The Attorney General and any immigration officer shall have power to administer oaths and to take and consider evidence of or from any person touching the privilege of any alien or person he believes or suspects to be an alien to enter, reenter, transit through, or reside in the United States or concerning any matter which is material and relevant to the enforcement of this chapter and the administration of the Service.
(A) The Attorney General and any immigration officer shall have power to require by subpoena the attendance and testimony of witnesses before immigration officers and the production of books, papers, and documents relating to the privilege of any person to enter, reenter, reside in, or pass through the United States or concerning any matter which is material and relevant to the enforcement of this chapter and the administration of the Service, and to that end may invoke the aid of any court of the United States.
(B) Any United States district court within the jurisdiction of which investigations or inquiries are being conducted by an immigration officer may, in the event of neglect or refusal to respond to a subpoena issued under this paragraph or refusal to testify before an immigration officer, issue an order requiring such persons to appear before an immigration officer, produce books, papers, and documents if demanded, and testify, and any failure to obey such order of the court may be punished by the court as a contempt thereof.

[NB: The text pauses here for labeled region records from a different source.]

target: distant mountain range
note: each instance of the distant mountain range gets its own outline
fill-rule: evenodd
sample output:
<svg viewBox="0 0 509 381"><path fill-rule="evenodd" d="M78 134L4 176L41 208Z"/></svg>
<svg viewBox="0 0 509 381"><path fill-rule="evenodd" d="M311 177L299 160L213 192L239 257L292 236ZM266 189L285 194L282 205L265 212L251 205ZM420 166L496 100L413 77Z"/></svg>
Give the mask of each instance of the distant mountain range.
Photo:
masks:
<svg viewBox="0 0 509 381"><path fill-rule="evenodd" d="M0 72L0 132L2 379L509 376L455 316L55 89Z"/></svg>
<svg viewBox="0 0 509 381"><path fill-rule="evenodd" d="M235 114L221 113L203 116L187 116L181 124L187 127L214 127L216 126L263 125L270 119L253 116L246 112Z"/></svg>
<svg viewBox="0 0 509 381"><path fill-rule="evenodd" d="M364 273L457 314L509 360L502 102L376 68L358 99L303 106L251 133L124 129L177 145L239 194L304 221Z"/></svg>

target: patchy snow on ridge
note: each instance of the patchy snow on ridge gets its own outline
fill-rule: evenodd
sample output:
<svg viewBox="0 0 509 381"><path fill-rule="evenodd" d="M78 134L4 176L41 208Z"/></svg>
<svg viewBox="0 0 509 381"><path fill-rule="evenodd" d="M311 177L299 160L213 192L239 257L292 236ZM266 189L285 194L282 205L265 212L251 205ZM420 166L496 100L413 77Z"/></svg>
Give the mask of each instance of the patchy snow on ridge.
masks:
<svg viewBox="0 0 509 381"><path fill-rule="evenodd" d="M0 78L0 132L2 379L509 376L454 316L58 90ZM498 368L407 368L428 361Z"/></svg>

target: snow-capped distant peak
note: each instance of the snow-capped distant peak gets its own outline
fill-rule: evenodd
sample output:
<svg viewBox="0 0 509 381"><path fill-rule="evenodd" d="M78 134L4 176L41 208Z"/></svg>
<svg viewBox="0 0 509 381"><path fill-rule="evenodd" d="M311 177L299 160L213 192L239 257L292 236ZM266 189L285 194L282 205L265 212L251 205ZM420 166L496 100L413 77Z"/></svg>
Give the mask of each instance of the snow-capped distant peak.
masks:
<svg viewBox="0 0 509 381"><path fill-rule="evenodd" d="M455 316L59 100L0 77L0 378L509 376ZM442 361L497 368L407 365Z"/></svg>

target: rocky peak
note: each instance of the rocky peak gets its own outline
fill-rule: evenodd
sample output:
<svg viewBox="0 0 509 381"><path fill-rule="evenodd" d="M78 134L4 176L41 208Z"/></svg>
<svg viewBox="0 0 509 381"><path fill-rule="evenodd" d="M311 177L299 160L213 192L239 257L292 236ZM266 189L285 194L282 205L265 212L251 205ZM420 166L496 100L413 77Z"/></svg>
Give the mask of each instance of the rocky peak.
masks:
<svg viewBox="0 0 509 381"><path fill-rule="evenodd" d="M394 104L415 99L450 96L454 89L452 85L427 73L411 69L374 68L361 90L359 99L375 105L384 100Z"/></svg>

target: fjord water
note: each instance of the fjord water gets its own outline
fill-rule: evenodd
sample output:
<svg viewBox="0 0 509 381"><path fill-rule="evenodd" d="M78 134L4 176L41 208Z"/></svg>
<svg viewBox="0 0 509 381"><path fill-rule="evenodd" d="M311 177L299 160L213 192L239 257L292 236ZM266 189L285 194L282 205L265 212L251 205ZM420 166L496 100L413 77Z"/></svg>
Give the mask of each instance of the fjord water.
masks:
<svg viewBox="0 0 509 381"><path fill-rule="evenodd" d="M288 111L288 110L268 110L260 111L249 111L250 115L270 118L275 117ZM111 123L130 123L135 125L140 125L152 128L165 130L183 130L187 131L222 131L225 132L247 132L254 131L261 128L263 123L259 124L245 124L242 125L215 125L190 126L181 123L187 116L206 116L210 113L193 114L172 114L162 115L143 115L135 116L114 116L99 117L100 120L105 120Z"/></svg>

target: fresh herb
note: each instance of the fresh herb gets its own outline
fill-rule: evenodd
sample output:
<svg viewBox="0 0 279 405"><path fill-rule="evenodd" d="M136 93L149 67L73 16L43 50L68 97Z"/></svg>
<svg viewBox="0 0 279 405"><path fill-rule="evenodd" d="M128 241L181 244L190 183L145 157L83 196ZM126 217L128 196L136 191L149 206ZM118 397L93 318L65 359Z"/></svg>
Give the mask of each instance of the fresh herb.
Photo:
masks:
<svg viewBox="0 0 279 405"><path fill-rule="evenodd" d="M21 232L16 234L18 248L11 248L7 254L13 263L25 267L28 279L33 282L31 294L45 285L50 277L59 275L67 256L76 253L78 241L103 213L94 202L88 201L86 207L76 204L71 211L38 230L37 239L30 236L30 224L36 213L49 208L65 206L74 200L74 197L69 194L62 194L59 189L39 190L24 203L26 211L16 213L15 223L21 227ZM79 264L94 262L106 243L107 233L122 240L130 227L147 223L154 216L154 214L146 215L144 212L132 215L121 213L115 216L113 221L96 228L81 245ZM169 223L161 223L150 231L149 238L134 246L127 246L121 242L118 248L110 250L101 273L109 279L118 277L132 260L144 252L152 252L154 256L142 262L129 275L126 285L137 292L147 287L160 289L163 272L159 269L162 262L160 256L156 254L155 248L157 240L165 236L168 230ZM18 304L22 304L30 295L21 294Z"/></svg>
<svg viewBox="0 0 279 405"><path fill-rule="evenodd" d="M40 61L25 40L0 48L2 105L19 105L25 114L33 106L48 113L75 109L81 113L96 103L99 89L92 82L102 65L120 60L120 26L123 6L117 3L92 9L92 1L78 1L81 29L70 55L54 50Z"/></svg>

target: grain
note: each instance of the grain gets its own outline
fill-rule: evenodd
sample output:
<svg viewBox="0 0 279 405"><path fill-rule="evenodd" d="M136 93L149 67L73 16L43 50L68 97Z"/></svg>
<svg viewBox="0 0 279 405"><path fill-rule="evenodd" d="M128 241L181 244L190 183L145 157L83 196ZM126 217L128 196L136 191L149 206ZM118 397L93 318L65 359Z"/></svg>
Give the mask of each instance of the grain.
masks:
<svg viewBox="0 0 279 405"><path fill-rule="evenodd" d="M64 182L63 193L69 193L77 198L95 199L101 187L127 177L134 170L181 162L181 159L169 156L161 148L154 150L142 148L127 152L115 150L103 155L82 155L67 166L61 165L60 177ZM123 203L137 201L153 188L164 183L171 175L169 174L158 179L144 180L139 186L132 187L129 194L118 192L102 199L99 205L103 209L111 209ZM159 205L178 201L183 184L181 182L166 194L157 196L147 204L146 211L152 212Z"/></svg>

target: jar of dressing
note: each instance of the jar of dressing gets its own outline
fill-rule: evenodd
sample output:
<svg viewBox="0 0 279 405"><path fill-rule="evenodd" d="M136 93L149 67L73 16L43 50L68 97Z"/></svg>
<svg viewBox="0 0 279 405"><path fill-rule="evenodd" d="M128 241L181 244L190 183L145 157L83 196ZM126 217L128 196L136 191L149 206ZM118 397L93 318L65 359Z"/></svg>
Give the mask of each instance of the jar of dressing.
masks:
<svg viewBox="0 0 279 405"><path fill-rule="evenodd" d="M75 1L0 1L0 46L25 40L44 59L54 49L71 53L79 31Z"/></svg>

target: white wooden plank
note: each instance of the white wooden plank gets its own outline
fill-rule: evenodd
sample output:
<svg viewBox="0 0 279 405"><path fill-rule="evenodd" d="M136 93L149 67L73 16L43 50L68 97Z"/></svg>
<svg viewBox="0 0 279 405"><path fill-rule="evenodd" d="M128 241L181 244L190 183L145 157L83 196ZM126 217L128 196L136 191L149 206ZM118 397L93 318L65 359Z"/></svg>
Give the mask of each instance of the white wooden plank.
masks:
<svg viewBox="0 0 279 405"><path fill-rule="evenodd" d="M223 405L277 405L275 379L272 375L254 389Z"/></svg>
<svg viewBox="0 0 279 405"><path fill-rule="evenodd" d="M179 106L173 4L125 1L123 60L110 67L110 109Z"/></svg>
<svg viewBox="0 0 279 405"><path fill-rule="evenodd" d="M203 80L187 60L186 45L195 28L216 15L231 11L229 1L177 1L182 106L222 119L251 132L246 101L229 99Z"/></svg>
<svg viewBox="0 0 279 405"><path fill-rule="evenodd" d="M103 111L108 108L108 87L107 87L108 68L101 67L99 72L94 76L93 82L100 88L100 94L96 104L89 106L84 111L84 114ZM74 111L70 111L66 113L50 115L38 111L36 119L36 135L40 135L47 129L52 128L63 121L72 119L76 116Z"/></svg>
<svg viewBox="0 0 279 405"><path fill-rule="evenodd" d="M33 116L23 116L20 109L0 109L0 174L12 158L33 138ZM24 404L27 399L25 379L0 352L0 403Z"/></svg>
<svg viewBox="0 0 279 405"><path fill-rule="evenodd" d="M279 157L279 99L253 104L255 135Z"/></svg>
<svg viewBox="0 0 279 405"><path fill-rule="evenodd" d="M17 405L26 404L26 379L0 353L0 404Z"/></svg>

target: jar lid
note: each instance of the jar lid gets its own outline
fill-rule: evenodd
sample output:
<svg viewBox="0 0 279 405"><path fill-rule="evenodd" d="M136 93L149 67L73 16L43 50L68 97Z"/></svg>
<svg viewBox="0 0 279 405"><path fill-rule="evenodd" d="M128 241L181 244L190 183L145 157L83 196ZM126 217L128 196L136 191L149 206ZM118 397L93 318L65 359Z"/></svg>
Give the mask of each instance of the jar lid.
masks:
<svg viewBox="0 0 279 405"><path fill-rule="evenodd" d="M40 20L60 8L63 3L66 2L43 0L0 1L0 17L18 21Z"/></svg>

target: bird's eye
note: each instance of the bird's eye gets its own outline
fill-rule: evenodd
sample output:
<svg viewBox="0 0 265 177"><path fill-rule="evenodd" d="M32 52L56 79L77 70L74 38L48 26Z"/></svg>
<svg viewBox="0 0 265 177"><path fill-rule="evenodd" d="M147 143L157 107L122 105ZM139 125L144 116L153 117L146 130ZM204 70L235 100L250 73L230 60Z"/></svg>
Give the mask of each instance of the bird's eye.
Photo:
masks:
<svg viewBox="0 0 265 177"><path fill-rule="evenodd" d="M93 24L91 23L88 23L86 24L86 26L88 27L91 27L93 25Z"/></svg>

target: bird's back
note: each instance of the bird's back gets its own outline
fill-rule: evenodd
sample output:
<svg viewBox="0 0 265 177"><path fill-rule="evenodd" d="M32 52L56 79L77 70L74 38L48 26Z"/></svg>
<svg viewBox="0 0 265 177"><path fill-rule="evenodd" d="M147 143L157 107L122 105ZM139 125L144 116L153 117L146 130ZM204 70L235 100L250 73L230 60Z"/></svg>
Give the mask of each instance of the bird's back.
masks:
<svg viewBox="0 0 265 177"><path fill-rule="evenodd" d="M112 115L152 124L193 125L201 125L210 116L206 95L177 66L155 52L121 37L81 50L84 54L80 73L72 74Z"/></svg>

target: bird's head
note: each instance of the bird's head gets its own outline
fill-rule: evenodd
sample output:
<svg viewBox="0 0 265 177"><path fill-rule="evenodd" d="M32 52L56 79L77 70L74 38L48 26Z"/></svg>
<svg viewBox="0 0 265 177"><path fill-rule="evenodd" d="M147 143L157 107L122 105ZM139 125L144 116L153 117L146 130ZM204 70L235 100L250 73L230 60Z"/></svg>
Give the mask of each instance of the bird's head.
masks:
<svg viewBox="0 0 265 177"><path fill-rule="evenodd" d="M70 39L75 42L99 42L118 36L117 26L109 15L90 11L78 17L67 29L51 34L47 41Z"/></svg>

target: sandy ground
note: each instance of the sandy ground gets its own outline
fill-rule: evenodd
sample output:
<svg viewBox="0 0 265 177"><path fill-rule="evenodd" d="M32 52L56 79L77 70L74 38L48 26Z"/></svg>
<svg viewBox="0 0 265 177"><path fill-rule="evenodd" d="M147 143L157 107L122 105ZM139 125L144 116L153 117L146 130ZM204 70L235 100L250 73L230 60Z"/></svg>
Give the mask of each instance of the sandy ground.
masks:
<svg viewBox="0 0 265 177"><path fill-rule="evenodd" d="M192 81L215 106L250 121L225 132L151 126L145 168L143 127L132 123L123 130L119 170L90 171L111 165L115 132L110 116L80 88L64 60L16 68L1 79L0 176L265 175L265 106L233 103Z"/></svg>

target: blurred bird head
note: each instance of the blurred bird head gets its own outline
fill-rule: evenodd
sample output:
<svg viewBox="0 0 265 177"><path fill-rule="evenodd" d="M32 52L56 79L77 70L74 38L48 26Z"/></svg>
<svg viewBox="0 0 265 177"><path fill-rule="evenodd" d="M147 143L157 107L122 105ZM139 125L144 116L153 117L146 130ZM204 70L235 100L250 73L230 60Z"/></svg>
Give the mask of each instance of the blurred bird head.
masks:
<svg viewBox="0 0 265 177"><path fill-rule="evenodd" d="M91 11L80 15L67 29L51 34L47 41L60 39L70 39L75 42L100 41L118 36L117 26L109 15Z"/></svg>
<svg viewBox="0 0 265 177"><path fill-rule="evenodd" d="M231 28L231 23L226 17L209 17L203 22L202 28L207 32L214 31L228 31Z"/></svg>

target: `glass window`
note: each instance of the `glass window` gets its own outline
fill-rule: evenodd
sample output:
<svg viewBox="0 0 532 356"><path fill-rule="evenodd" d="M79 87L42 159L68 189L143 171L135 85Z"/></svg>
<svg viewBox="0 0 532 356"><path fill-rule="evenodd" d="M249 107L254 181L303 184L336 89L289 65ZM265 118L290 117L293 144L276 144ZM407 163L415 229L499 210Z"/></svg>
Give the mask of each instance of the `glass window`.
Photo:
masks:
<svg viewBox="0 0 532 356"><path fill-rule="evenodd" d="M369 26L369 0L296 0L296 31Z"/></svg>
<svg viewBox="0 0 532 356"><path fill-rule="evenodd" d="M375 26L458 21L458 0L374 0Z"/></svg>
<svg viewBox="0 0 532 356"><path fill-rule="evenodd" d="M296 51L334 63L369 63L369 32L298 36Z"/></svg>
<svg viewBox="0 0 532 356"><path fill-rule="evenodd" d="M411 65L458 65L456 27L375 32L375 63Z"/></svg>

(June 27, 1952, ch. 477, title II, ch. 4, §235, 66 Stat. 198; Pub. L. 101–649, title VI, §603(a)(11), Nov. 29, 1990, 104 Stat. 5083; Pub. L. 104–132, title IV, §§422(a), 423(b), Apr. 24, 1996, 110 Stat. 1270, 1272; Pub. L. 104–208, div. C, title III, §§302(a), 308(d)(5), 371(b)(4), Sept. 30, 1996, 110 Stat. 3009–579, 3009–619, 3009–645; Pub. L. 110–229, title VII, §702(j)(5), May 8, 2008, 122 Stat. 867.)